The gunman, identified by sources as Ramiro Gutierrez, 26, of Queens, is believed to have shot Abel Mosso, 20, a member of the rival 18th Street gang, on the crowded platform at 90th St. and Elmhurst Ave. in Jackson Heights around 12:45 p.m.
Police believe the victim and other men were fighting on a Manhattan-bound No. 7 train when it pulled into the station.
The brawl spilled onto the platform when the doors opened, and one rider started recording it with his cell phone camera.
“I thought they were fighting for no reason, as drunken people. I just kept taking video, and all of a sudden one person pulled out a gun and started shooting,” that commuter, Bidur Bista, told the Daily News Sunday.
The video immediately went viral after Bista posted it.
“Literally, the whole dispute and the shooting incident was captured on video,” Chief of Detectives Dermot Shea said.
Mosso pulled a gun, and Gutierrez wrestled it away from him. Mosso got up, a shot rang out and he dropped to the concrete, officials said.
The gunman fired five more shots into Mosso’s face from close range. Mosso was hit in the head and died at the scene.
The suspect has 12 prior arrests. In December he was named in an indictment along with 12 other MS-13 members. Gutierrez was charged with conspiracy to commit a burglary and drug possession, and freed on $2,500 bail.
He was arrested twice last May on stolen property charges.
He was being questioned Monday at a Queens police precinct. The victim had seven prior arrests.
Police are seeking a second man in connection with the fight on the platform.
Shea said the motive was not yet entirely clear. “We do have comments from witnesses that MS-13 was mentioned,” he said. “Somebody was yelling something about MS-13. That’ll have to be vetted out.”
The department has said the MS-13 problem is not as bad in the city as it is on Long Island, which has been the site of several murders of young men and women by the gang.
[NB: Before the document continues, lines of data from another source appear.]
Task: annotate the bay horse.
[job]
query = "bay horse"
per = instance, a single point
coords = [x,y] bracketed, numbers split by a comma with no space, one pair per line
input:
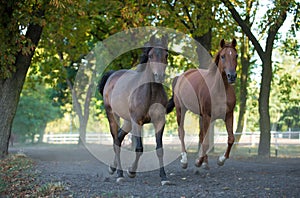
[138,97]
[210,94]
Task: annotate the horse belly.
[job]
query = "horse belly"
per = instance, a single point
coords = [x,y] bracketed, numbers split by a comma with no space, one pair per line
[188,98]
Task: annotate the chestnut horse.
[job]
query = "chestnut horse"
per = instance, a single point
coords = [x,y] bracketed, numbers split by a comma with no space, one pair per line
[208,93]
[138,97]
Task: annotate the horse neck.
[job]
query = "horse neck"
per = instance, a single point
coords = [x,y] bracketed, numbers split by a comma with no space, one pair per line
[219,78]
[147,74]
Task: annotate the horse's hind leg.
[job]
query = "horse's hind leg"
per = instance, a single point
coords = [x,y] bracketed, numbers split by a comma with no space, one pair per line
[136,133]
[180,113]
[160,155]
[204,141]
[114,125]
[229,127]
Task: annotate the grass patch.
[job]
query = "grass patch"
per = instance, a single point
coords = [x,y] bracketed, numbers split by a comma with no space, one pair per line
[18,179]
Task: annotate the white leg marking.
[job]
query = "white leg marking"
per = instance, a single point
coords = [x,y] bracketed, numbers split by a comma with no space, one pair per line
[221,160]
[183,158]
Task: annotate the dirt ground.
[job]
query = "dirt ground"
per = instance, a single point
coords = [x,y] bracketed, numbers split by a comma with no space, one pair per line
[85,176]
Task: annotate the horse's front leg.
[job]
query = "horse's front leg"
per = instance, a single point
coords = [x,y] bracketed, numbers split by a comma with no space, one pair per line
[204,141]
[114,125]
[136,132]
[229,128]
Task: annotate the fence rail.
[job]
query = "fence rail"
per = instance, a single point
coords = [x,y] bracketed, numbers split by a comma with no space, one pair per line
[247,138]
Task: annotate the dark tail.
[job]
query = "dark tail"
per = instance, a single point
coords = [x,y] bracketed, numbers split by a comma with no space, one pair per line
[171,104]
[103,81]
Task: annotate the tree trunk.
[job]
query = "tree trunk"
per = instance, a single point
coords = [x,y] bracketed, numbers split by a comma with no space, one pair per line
[264,120]
[245,62]
[11,88]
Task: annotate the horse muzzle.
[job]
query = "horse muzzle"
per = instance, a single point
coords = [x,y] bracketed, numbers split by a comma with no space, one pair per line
[159,78]
[231,77]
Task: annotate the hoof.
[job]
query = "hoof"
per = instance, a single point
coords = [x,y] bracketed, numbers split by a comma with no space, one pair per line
[205,166]
[111,170]
[220,163]
[120,179]
[184,165]
[221,160]
[131,174]
[197,163]
[165,183]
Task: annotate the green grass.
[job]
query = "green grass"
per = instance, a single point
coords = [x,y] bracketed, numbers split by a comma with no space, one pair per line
[17,179]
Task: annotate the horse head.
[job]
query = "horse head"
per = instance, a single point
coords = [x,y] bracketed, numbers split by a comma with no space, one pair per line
[227,60]
[157,57]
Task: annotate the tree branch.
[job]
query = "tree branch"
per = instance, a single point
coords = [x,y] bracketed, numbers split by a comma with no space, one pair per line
[245,28]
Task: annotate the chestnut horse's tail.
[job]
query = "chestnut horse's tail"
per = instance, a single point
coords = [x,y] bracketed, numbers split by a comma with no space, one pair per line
[103,81]
[171,104]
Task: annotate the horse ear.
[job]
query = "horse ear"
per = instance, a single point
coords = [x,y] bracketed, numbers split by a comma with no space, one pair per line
[222,43]
[152,40]
[233,43]
[165,40]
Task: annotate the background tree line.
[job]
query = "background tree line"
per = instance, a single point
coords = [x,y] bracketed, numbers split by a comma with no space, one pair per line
[45,42]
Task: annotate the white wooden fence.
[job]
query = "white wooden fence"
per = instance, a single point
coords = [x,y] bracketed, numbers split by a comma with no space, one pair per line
[247,138]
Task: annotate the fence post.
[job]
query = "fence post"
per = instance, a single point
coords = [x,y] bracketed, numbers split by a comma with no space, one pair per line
[276,144]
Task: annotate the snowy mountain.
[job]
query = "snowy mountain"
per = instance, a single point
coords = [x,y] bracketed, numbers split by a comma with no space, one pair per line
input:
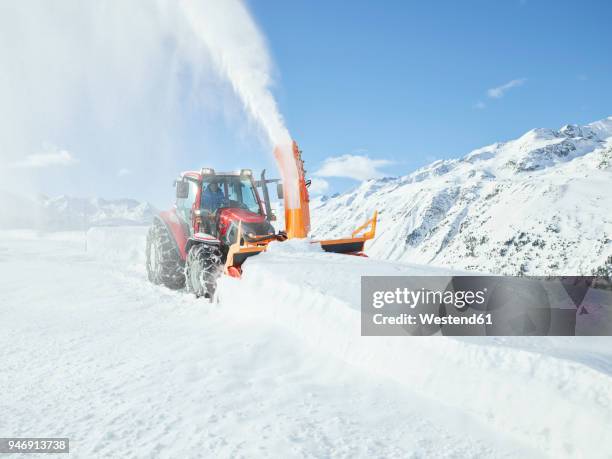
[69,213]
[538,205]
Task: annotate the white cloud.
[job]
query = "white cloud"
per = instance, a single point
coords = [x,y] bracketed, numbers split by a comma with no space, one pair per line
[353,166]
[499,91]
[318,186]
[39,160]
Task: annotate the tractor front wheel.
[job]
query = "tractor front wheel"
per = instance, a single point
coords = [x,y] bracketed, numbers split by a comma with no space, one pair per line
[202,269]
[163,260]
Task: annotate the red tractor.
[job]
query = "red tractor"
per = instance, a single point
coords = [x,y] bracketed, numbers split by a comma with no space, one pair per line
[219,220]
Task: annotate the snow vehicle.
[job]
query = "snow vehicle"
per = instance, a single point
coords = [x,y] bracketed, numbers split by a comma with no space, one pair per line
[220,219]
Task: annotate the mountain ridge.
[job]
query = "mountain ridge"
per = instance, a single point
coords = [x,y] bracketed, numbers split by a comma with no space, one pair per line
[540,204]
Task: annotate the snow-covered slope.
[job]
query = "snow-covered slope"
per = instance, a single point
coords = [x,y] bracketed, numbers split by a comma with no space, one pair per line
[540,204]
[276,368]
[65,213]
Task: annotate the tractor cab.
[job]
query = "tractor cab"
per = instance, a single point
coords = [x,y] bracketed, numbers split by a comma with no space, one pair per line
[218,203]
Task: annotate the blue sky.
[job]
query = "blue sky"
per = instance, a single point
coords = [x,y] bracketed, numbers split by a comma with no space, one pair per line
[403,80]
[403,83]
[409,82]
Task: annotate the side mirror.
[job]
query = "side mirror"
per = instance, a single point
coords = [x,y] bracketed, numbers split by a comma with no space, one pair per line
[182,189]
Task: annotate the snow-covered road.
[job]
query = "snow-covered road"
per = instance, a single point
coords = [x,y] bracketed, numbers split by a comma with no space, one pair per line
[91,351]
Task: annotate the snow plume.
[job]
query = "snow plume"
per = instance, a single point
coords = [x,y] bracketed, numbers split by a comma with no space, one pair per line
[238,51]
[117,83]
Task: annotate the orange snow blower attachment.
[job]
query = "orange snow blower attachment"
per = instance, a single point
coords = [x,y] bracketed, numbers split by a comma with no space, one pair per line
[296,199]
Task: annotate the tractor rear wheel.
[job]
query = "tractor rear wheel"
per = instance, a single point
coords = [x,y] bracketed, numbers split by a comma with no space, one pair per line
[202,269]
[164,264]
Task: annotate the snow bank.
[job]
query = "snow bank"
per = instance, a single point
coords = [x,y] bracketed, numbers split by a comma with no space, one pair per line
[560,406]
[552,395]
[124,244]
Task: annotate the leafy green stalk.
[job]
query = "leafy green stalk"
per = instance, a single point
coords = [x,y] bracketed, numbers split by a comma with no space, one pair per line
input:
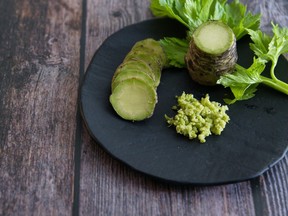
[243,82]
[192,13]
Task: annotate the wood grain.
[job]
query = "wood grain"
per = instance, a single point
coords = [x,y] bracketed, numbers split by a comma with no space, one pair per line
[39,79]
[41,65]
[110,188]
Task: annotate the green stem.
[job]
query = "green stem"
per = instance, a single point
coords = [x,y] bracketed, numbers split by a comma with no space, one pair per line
[275,84]
[272,69]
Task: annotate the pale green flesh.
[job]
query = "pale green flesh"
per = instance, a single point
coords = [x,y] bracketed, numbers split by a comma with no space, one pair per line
[134,99]
[129,74]
[135,65]
[213,37]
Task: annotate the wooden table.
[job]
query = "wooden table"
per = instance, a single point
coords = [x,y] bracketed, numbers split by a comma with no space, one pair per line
[49,164]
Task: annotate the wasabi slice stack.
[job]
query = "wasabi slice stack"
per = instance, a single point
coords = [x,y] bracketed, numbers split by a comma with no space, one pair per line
[135,81]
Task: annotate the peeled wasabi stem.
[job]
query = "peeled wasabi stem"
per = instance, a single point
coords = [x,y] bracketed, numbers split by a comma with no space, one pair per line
[212,52]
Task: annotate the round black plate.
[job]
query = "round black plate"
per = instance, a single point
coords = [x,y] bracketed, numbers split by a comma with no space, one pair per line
[254,140]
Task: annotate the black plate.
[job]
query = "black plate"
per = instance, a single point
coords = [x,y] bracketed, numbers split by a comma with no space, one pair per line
[254,140]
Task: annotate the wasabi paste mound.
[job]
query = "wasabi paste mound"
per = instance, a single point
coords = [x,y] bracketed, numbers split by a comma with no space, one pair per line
[198,118]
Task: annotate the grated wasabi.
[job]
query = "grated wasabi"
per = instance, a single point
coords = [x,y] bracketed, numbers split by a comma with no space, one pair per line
[198,118]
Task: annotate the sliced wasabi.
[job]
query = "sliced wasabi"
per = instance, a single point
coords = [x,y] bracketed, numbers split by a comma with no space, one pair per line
[129,74]
[135,81]
[134,65]
[152,61]
[133,99]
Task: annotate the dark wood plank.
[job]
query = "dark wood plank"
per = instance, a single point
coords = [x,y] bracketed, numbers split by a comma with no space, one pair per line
[110,188]
[39,61]
[272,187]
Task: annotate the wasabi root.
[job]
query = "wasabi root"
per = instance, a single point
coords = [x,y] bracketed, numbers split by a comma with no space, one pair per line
[198,119]
[212,52]
[135,81]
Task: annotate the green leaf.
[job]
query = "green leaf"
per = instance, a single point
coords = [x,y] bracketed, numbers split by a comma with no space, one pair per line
[243,82]
[175,50]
“One incident is a problem. We have had a number of incidents involving MS-13 in recent months,” Shea said. “When we have violent incidents, or certainly an incident as horrific [as] this, on a crowded train, in the middle of the day, with hard-working people trying to go about their lives, we will bring the full brunt…The fast way to get the NYPD’s attention is an incident like this.”
Crime in the subway increased in 2018 by 3.8%, compared to 2017, Shea said.
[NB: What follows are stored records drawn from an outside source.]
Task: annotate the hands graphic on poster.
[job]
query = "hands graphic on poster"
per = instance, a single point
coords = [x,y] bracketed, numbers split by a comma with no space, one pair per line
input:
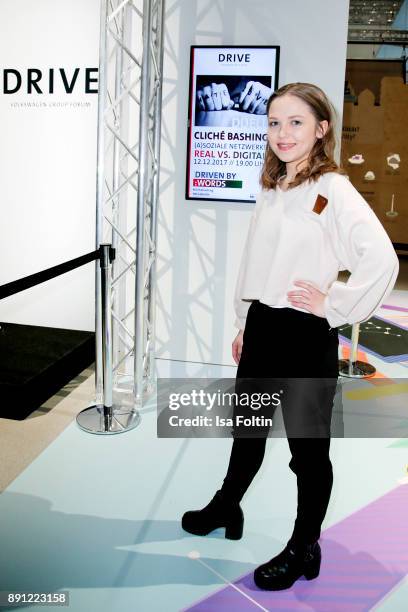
[250,97]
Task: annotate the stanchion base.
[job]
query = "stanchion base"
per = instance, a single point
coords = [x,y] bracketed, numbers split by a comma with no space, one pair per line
[360,369]
[94,420]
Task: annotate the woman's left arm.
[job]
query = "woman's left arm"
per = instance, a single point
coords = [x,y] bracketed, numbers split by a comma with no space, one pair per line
[368,254]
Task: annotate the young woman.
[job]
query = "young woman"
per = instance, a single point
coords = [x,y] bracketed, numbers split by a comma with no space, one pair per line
[309,222]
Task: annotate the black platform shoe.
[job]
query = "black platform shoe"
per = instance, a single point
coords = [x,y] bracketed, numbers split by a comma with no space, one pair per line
[220,512]
[292,563]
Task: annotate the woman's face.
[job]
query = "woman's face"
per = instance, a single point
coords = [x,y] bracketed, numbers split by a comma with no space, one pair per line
[293,129]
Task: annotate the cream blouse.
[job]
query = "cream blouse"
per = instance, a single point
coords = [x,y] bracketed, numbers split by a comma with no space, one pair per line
[288,241]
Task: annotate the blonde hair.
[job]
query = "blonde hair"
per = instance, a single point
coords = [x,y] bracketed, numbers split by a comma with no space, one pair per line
[320,159]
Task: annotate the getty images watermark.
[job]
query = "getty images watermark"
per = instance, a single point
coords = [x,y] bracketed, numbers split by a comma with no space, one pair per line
[214,408]
[207,401]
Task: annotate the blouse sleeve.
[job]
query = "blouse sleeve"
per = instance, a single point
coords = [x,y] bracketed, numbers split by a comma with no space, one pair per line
[364,249]
[241,307]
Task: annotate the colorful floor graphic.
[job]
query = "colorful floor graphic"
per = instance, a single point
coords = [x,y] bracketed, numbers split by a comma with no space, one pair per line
[364,557]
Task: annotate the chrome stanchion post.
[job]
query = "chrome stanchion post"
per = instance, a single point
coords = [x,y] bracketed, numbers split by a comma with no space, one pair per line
[352,368]
[106,270]
[102,418]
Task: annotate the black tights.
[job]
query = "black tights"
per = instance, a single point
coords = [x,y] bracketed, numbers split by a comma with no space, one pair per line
[267,330]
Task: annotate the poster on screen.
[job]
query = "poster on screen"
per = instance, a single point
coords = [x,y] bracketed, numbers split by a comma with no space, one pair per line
[227,124]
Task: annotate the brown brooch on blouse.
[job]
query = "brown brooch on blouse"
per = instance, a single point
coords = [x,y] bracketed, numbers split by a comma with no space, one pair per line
[320,204]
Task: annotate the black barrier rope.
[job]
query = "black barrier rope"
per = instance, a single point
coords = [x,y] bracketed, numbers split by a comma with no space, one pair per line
[40,277]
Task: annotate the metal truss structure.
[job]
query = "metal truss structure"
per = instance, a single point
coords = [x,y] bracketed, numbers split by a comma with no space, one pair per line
[128,152]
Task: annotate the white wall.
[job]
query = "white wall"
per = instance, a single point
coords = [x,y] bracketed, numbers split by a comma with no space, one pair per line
[200,243]
[48,161]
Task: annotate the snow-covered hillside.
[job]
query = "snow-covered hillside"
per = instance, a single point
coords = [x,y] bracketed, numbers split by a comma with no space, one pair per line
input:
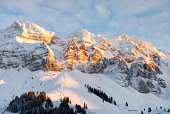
[124,67]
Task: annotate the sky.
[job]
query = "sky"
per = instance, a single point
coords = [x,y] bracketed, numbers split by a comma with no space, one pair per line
[149,20]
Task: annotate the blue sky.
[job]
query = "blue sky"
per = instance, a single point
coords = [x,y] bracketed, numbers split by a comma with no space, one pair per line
[147,19]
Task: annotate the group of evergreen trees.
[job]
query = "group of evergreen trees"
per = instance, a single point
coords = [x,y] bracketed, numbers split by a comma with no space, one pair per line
[100,94]
[30,103]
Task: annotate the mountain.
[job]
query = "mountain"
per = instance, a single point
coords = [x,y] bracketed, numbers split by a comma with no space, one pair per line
[126,68]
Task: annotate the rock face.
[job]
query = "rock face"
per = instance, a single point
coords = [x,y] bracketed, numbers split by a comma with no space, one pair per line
[127,60]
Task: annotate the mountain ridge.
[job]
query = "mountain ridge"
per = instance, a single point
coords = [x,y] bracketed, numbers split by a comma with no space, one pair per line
[125,67]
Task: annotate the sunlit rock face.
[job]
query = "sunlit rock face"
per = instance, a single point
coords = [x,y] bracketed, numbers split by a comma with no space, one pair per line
[76,55]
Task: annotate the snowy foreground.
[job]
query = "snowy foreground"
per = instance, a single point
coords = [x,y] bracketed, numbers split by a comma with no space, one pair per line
[72,83]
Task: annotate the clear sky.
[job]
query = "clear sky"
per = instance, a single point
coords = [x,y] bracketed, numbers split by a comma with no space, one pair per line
[147,19]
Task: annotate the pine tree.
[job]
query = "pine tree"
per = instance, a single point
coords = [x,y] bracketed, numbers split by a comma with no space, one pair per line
[126,104]
[114,102]
[149,110]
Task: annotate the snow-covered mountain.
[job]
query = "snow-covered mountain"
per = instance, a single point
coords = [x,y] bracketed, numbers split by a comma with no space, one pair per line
[126,68]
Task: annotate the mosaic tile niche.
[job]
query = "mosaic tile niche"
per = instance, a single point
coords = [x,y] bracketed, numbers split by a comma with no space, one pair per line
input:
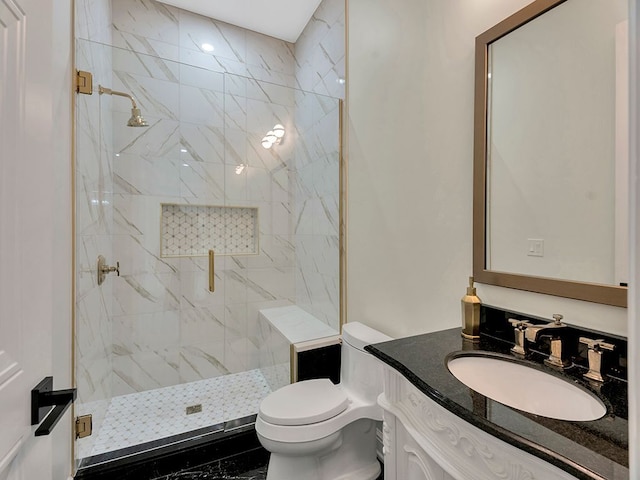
[192,230]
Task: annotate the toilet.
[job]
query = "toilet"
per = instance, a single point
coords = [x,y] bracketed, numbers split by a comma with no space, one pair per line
[316,430]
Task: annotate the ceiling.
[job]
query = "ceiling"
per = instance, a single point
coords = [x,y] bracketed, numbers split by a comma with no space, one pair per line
[283,19]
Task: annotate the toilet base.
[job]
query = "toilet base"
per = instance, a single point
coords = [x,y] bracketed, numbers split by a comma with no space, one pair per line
[349,454]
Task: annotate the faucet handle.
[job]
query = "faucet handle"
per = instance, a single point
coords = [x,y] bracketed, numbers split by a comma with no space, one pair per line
[519,324]
[519,327]
[596,349]
[556,318]
[597,344]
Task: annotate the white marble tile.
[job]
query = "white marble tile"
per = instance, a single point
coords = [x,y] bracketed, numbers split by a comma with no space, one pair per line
[145,332]
[198,362]
[201,106]
[270,53]
[275,251]
[143,65]
[201,143]
[212,62]
[203,181]
[147,370]
[137,175]
[270,284]
[144,45]
[143,417]
[201,78]
[156,98]
[146,293]
[195,294]
[93,20]
[140,254]
[161,139]
[228,41]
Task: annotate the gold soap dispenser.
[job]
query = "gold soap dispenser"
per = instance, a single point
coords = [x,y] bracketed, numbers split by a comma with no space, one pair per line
[471,313]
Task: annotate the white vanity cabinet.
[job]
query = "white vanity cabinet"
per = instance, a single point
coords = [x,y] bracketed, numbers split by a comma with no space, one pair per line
[425,441]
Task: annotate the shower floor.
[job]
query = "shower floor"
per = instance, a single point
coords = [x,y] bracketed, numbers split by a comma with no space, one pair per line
[144,417]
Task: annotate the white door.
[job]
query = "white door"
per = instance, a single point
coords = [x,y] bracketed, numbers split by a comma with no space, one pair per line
[27,231]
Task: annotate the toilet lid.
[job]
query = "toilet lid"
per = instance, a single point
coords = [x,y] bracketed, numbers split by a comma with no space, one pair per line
[303,403]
“Whether you’re in 1980, 1990 and or 2019, To have an incident like this is troubling,” he said. “The good news is … when you look at crime in transit, on trains, in stations, it’s at a near-record low. Crime this year in transit is down. To have that conversation and then to have an incident like yesterday is not easy. The subways are safe.”
Shea said most subway crimes are grand larcenies or property crimes.
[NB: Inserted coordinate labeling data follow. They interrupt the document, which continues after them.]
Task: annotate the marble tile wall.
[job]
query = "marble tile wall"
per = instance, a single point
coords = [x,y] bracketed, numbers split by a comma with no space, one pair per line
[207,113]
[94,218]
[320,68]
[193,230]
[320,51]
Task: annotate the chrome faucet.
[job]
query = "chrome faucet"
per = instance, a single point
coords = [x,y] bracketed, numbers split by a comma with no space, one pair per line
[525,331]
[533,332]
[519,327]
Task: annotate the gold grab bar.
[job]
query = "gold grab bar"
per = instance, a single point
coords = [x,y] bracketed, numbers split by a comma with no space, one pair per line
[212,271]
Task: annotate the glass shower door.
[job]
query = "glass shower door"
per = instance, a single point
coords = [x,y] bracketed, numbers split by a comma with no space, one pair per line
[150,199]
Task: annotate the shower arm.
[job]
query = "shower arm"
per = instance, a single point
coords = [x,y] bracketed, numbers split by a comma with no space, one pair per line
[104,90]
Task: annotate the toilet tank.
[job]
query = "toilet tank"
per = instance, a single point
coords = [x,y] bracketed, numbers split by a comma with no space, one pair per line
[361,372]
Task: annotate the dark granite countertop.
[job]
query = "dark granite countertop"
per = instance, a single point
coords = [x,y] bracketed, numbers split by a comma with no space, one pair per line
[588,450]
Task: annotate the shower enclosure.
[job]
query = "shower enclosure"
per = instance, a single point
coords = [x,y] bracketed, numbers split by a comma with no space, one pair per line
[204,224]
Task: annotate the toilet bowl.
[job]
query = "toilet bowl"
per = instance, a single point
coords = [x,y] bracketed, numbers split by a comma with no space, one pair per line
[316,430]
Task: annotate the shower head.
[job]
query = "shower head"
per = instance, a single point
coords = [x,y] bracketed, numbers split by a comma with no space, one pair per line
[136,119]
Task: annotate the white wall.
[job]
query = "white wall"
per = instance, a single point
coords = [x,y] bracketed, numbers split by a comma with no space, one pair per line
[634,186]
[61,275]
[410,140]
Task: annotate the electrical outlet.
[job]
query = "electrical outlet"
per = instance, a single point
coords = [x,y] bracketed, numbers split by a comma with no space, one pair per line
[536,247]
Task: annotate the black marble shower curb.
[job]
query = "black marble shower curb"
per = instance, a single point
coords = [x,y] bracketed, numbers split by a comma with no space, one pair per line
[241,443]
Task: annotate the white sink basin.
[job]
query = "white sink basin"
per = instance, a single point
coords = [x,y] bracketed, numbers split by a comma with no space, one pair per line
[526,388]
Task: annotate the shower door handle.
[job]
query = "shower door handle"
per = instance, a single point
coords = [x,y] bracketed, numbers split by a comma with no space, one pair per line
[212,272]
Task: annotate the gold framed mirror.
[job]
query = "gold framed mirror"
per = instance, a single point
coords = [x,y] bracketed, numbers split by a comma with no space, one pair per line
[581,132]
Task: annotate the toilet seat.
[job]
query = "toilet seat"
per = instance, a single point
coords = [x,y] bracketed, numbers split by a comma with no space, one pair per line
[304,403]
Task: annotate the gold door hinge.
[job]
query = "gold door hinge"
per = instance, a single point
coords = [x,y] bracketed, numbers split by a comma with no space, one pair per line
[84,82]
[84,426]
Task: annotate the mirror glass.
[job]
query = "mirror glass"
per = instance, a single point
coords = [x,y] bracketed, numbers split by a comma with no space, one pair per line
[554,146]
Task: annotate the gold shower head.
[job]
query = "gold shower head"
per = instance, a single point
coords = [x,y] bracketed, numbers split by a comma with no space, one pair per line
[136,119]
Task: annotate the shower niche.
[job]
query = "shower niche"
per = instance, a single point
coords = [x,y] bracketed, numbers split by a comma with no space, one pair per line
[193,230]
So far this year, subway crime is down slightly — 210 crimes through Sunday compared with 214 in the same period last year.
Shea noted the role of phone cameras and social media in changing the landscape of crime fighting.
“These incidents happened before. It’s just that they’re captured now on television cameras,” Shea said. “They’re captured on video cameras. Everyone’s walking around with a smartphone. And within minutes of those crimes occurring it’s going viral.
“It’s hard to square in your mind — I’ve never seen something like this before, but crime is down…It really stays with you and it can really traumatize somebody because we’re seeing up close like we’ve never seen it before. This incident is an aberration.”
Gutierrez has not been formally charged.